La fortunosa circostanza di capitare in casa di amici mentre stanno assaggiando Barbaresco Santo Stefano, nientepopodimeno che di Bruno Giacosa. Annate 1970 e 1971!Un bicchiere (due) anche a me e la sottrazione (a loro) d’un goccio di gioia per due sbalorditivi vini.
Forse il 1970 ancor più sbalorditivo, tanto da ricordarmi un articolo di Veronelli per Panorama (n. 528, 3 giugno 1976, intitolato Trema l’erba d’intorno) in cui ammoniva di non dimenticarla, quell’annata, e che puntualmente riproduco.
Gian Arturo Rota
Certo, ci sono personaggi – nel mio campicello, il vino, dico – che ti stupiscono ad ogni incontro.
Vedi un pò il Bruno Giacosa di Neive; scontento, brontolone, pessimista e, proprio per questo suo pessimismo, arrabbiato alla ricerca del meglio.
Hai da vederla l’amaritudine con cui mi “sciorina” lì sul tavolo, tutta la serie dei campioni-cru di cui dispone.
Non ti aggredisse, già al momento che te ne versa uno, il fiato lungo e travolgente – alla sua malinconia, all’irrequietezza, all’aspetto – giureresti: la peggiore congrega di vini da cotogni.
Buondio, che all’elogio pari non sono le parole: ciascuno di un’annata monstre, scelto appunto con la rabbia del meglio, Barbaresco cru Santo Stefano di Neive d’Alba, Barbaresco cru Asili di Barbaresco, Barbaresco cru Montefico di Barbaresco, Barolo cru vigna Rionda di Serralunga d’Alba Val Maggiore di Vezza d’Alba, Freisa cru Licenziana di Barbaresco, Grignolino cru Presidente di Olivola, Grignolino cru Valfea di Quarto d’Asti, Dolcetto d’Alba cru San Cristoforo di Neive, Barbera d’Alba cru Arioni di Serralunga d’Alba, Barbera d’Alba cru La Ginestra di Monforte, Arneis bianco secco dei vigneti dei Roeri (sì, l’ultimo non ha cru: vino prodotto da un vitigno “disperso” é rivissuto per la buona volontà di alcuni “invecchiatori”: é giocoforza raccoglierne i pochi grappoli un poco qua e un poco là, a Montaldo, a Monteu, per le vigne dei cosidetti Roeri, di cui l’uva é da considerarsi autoctona).
Sentilo come – anziché placarlo – il mio entusiasmo, per Barbaresco e Barolo, l’esaspera: tutti a chiedergli il 1971 ed ignorare il 1970. Maledetti, debbo dirlo?
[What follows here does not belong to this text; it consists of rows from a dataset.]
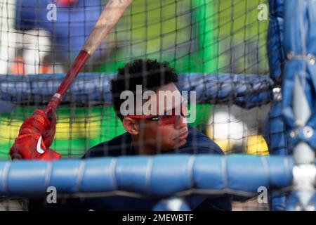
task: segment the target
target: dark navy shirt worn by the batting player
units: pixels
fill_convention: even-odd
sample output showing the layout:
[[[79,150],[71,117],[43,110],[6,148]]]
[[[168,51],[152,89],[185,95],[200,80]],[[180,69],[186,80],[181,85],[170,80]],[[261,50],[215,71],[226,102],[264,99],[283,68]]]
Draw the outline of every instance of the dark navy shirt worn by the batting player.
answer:
[[[223,150],[221,150],[214,141],[209,139],[208,136],[190,126],[185,145],[162,154],[175,153],[224,154]],[[136,155],[132,146],[131,134],[129,133],[121,134],[110,141],[94,146],[86,152],[83,158],[117,157],[121,155]],[[69,199],[64,203],[47,206],[50,210],[152,210],[152,207],[154,207],[158,201],[157,199],[113,196],[107,198]],[[185,202],[189,205],[191,210],[232,210],[230,195],[221,195],[211,198],[206,195],[188,195],[185,197]],[[37,205],[39,208],[36,207]],[[43,207],[31,201],[29,210],[43,210]]]

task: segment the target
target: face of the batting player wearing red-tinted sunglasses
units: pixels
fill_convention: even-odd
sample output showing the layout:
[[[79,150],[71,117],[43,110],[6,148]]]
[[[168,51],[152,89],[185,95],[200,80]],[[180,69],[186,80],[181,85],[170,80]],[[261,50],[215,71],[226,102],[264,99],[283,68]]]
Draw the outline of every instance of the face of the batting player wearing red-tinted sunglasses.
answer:
[[[150,110],[152,115],[161,115],[160,113],[176,113],[176,117],[171,117],[173,123],[169,124],[164,121],[138,120],[139,134],[138,141],[144,141],[145,146],[160,151],[173,150],[185,145],[188,134],[187,120],[180,113],[181,103],[184,99],[175,84],[166,84],[156,92],[156,97],[150,99],[152,105],[156,105],[156,111]],[[182,107],[182,109],[184,109]],[[160,113],[159,113],[160,112]]]

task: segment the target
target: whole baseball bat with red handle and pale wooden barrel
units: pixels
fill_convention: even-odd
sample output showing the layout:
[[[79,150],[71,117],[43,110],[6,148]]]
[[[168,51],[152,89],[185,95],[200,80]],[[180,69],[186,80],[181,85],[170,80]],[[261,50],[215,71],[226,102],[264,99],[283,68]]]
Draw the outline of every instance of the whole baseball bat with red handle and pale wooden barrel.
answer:
[[[48,114],[50,111],[54,112],[58,107],[62,97],[65,95],[67,90],[74,79],[79,74],[80,70],[83,68],[84,64],[93,55],[101,42],[107,37],[110,30],[114,25],[117,24],[121,15],[123,15],[126,8],[131,4],[133,0],[109,0],[103,9],[96,25],[93,27],[91,34],[84,43],[81,51],[79,52],[76,60],[72,63],[70,70],[67,72],[66,77],[62,80],[57,91],[49,101],[45,112]]]

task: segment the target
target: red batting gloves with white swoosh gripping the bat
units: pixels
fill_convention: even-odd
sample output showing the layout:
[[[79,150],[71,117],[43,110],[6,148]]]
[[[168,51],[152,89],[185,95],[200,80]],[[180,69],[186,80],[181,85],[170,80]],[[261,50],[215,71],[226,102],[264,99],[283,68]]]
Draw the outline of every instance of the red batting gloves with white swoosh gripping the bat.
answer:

Bruno ha millanta ragioni: sparsa la voce (vera) di un 1971 superbo eccoli saltar tutti, come le capre, dove ne salta uno, senza pensar più oltre.
Amico mio, ci si deve guardare, massì anche pel vino, dalla voce del popolo: il 1970, sia per i cru del Barbaresco, sia per i cru del Barolo, ora e per molti anni é per maggiore equilibrio ed armonia, più completo.